EDIT: After posting this I just found out the library isn't compatible with the latest node release (6.5.0; still works well with 6.4.0). Will work with nodejs to see how we can address the problem.

The example given in the readme (API pagination) seems better suited to an observable or stream to me, but it left me curious about applicability to other use cases with Promises.

One is retries on failure or timeout. The other is waiting for something to execute a certain number of times. The latter is something I've used only in tests, but it might have other uses I'm not thinking of. I've implemented both of these in the past with recursion, which is great, but scares some folks, esp when mixed with promises.

I think there's some value in expressing things like retries in terms of recursions and reaching the fixed point.

With regards to your first comment, I'm actually considering porting some of the logics to rxjs or other reactive extensions.
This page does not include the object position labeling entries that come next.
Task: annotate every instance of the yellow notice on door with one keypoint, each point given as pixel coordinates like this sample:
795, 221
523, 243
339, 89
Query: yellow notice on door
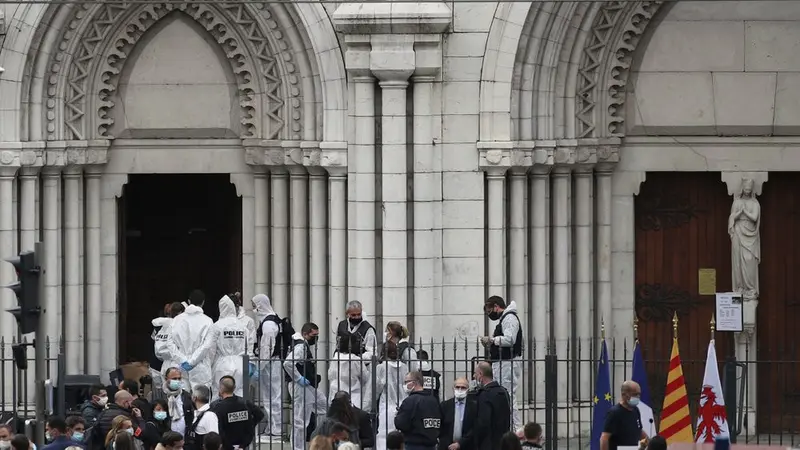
707, 281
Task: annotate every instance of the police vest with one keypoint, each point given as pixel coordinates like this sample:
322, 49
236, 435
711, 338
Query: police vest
497, 353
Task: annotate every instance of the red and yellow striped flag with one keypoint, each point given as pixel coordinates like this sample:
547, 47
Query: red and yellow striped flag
676, 424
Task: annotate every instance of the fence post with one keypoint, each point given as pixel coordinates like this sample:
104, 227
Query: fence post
729, 394
551, 400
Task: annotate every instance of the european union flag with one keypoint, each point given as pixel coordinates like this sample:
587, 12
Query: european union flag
602, 399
I guess it was inevitable that Javascript support for this would lead to people yet again rediscovering the bad idea that is Seaside-style continuation-based web programming.
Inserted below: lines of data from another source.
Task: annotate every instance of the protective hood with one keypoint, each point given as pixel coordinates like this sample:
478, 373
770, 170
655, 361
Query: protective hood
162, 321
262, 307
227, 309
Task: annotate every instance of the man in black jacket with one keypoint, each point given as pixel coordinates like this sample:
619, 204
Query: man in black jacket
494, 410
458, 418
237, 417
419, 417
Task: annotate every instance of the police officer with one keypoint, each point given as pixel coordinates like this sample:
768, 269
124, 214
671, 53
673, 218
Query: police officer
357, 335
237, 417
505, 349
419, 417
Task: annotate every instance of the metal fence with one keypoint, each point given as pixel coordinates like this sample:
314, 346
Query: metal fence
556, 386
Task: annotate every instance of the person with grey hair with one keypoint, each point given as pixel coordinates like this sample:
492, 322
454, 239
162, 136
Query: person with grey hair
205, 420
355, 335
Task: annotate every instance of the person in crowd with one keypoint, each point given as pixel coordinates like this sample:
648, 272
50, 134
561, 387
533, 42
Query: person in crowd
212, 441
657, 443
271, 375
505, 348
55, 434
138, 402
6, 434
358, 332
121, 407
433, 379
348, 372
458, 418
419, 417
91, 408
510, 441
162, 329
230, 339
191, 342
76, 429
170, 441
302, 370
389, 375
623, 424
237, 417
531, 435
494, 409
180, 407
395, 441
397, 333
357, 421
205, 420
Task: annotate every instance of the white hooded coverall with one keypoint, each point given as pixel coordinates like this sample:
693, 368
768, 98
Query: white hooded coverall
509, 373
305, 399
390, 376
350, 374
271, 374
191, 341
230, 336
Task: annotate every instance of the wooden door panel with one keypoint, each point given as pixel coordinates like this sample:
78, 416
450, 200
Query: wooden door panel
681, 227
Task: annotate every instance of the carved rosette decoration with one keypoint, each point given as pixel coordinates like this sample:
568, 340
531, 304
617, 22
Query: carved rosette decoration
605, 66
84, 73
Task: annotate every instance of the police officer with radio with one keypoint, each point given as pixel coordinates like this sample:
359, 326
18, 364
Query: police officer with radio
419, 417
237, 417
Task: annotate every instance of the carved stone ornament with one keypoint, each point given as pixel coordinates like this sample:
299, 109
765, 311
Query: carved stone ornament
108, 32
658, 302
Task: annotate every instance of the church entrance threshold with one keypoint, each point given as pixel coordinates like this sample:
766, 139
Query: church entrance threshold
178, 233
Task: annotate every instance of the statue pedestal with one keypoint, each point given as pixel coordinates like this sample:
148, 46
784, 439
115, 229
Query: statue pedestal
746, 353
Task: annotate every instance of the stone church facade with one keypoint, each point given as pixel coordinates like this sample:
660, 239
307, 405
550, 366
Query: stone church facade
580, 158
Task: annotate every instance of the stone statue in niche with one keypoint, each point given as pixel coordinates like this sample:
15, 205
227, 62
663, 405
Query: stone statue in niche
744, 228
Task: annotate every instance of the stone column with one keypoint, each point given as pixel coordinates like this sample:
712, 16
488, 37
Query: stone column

Please don't actually do this. It completely violates all expectations of how both user-facing web servers and REST endpoints are supposed to behave.

The stateless nature of web programming is always frustrating, but attempts to use continuations to pretend a sequence of http requests can be treated as a single linear thread of execution simply don't work.

Well, I guess states need to be captured somewhere somehow in order for any computer programs to function. The point of this library is to give a more declarative way of doing it, rather than having them dispersed into different parts of asynchronous handling logic.

It is one thing to say that a protocol is designed to be stateless, it is quite another to say a particular programming technique is so. If anything, functional programming leads to programming style that concerns less with how a particular state leads to another, and more with what transitions we want to make.